7. Oswald Cooper was apparently sent an advance showing of Electra. See Oswald Cooper to Chauncey H. Griffith 2 March 1935 in W.A. Dwiggins Folder, Mergenthaler Linotype Archives (formerly at Melville, Long Island—where I examined them in 1979—but now presumably part of the unprocessed Mergenthaler Linotype Company Records, National Museum of American History, Smithsonian Institution). Electra was introduced in The Linotype News (October 1935). Emblems and Electra was completed by the end of that month. See W.A. Dwiggins to Paul A. Bennett 29 October 1935 in Case 4, Box 10, Paul A. Bennett Papers, New York Public Library.
8. W.A. Dwiggins to Elmer Adler 17 June 1935 note attached to artwork. The crow was made by Mergenthaler Linotype rather than as an electrotype: “The ‘crow’ ¶ mark is Lino 6 pt border #282” Note and artwork both in GC035 Folder, Special Collections, Firestone Library, Princeton University.
9. Although Dwiggins is only credited with the format for the first four numbers of the New Series of The Colophon, it seems obvious that he was responsible for the changes made for the Autumn 1936 issue. At the same time that it was in production, he was working on Not Under Forty by Willa Cather (New York: Alfred A. Knopf, 1936). Both pair Linotype Janson Italic for running heads with Electra for body copy, a combination Dwiggins subsequently used often in his book designs for Alfred A. Knopf. Not Under Forty was the first trade book set in Electra.
10. The Colophon New Series vol. 1, no. 4 (Spring 1936); and The Colophon New Series vol. 2, no. 1 (Autumn 1936), p. 155. Throughout the New Series, Bulmer, one of Dwiggins’ favorite typefaces, was used for the secondary information on the title page and for the titles of articles and columns.
11. Adler’s less than enthusiastic assessment of Electra as text type was not shared by Philip Brooks who, in his review of The Colophon New Series for The New York Times “Notes on Rare Books” column, remarked that, “It reads easily.” See The New York Times 18 August 1935. Electra Italic was a sloped roman. Electra Cursive, a true italic companion to Electra, was not released until 1940.

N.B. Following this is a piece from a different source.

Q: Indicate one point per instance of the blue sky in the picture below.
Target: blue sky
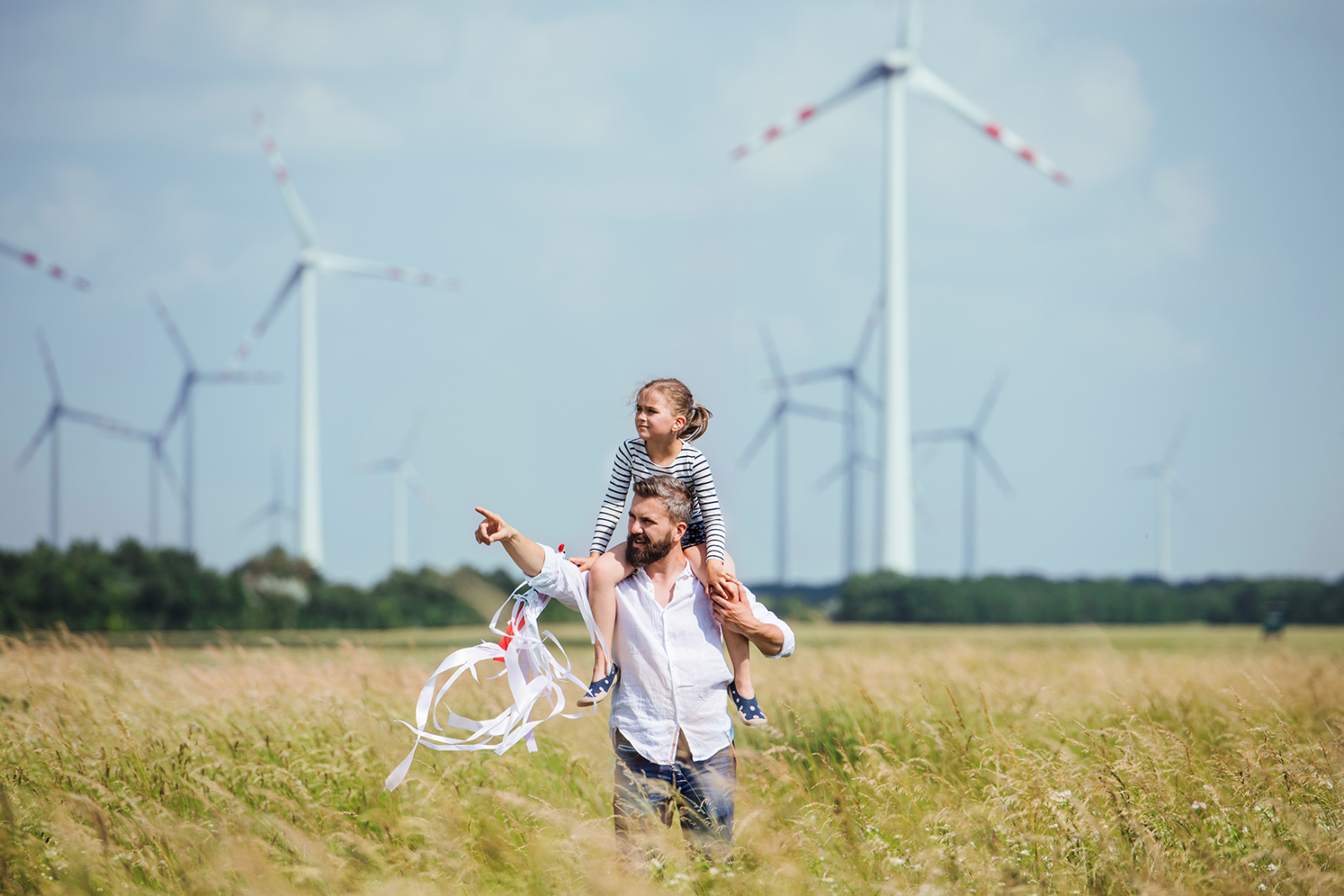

12. For Adler’s comments on Dwiggins’ design see “The Crow’s Nest” in The Colophon New Series vol. 1, no. 1 (Summer 1935), p. 147.
13. The artwork for both versions of the title page illustration, along with comps for the title page lettering, are in Folder GC035, Graphic Arts Collection, Rare Books and Special Collections, Fireston Library, Princeton University.
14. The headpieces were used in the same sequence throughout the entire run of The Colophon New Series. The names of the headpieces are my own invention.
15. None of the headpieces are included among the 37 ornamental items in The Work of W.A. Dwiggins (New York: The American Institute of Graphic Arts, 1937). Unfortunately, there is no surviving artwork for the headpiece vignettes in either the two Dwiggins collections at the Boston Public Library or the Graphic Arts Collection at Princeton University.